How Decimal put every lender on its no-code canvas with one integration instead of dozens
Decimal is a no-code automation platform for Web3: drag, drop, and let a workflow run on autopilot. To put lending markets on that canvas, it could have written an adapter per protocol per chain. Instead it integrated the 1delta API, putting 121 lenders and ~3,000 markets behind one node. Their report: an excellent developer experience, with hands-on support from the 1delta team.

At a glance
- Partner: Decimal, a no-code automation platform for Web3 ("drag, drop, and let it run on autopilot"), with 100+ integrations across Ethereum, Arbitrum, Polygon, Base and more.

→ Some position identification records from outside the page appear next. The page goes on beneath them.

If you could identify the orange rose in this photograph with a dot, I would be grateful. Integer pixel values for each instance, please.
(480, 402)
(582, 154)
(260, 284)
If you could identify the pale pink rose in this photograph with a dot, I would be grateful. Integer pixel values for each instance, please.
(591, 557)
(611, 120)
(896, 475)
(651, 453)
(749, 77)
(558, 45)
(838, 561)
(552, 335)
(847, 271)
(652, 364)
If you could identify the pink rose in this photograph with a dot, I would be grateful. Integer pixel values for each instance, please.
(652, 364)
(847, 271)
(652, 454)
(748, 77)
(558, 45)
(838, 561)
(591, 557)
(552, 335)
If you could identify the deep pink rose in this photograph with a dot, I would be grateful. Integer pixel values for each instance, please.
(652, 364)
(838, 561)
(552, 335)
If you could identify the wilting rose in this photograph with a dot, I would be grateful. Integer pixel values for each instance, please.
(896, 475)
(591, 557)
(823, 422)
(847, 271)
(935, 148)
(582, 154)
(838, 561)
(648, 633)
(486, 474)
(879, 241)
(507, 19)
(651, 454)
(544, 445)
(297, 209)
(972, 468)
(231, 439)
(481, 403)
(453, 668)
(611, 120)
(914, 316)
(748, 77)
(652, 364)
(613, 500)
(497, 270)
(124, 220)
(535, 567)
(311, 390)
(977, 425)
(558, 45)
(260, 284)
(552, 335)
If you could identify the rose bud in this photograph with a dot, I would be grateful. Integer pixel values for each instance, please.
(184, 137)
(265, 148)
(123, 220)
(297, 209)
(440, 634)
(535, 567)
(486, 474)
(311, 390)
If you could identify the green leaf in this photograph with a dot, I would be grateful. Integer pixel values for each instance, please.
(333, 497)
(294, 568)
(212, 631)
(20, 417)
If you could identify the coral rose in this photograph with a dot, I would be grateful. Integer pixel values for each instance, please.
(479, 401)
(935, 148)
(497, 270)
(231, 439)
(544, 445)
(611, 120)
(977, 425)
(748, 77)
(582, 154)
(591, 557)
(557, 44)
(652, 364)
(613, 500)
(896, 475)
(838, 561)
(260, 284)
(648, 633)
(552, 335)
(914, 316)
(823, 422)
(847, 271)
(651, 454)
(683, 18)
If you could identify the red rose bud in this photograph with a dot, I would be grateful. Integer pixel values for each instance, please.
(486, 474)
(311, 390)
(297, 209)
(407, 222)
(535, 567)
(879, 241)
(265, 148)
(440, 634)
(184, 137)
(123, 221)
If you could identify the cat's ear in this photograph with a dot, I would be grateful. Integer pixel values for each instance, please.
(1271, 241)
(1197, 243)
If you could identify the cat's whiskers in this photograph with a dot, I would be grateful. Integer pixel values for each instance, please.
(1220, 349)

- Challenge: put lending markets on a drag-and-drop canvas, without building and forever-maintaining a separate adapter for every protocol on every chain.
- Approach: integrate the 1delta API (one normalized REST surface over every major lending protocol) as a single workflow node, instead of hand-rolling per-protocol code.
- Result: cross-protocol lending shipped as one node that exposes every lending market 1delta aggregates across six chains (Ethereum, Base, Arbitrum, Optimism, Avalanche and Gnosis): 121 lenders fanning out to ~3,000 markets, loaded live from the pools API. Built by hand it would have meant 121 protocol adapters to reach the same coverage, each then maintained forever. Their report: an excellent developer experience, backed by hands-on collaboration from 1delta's team through testing, edge cases, and output-shape tweaks.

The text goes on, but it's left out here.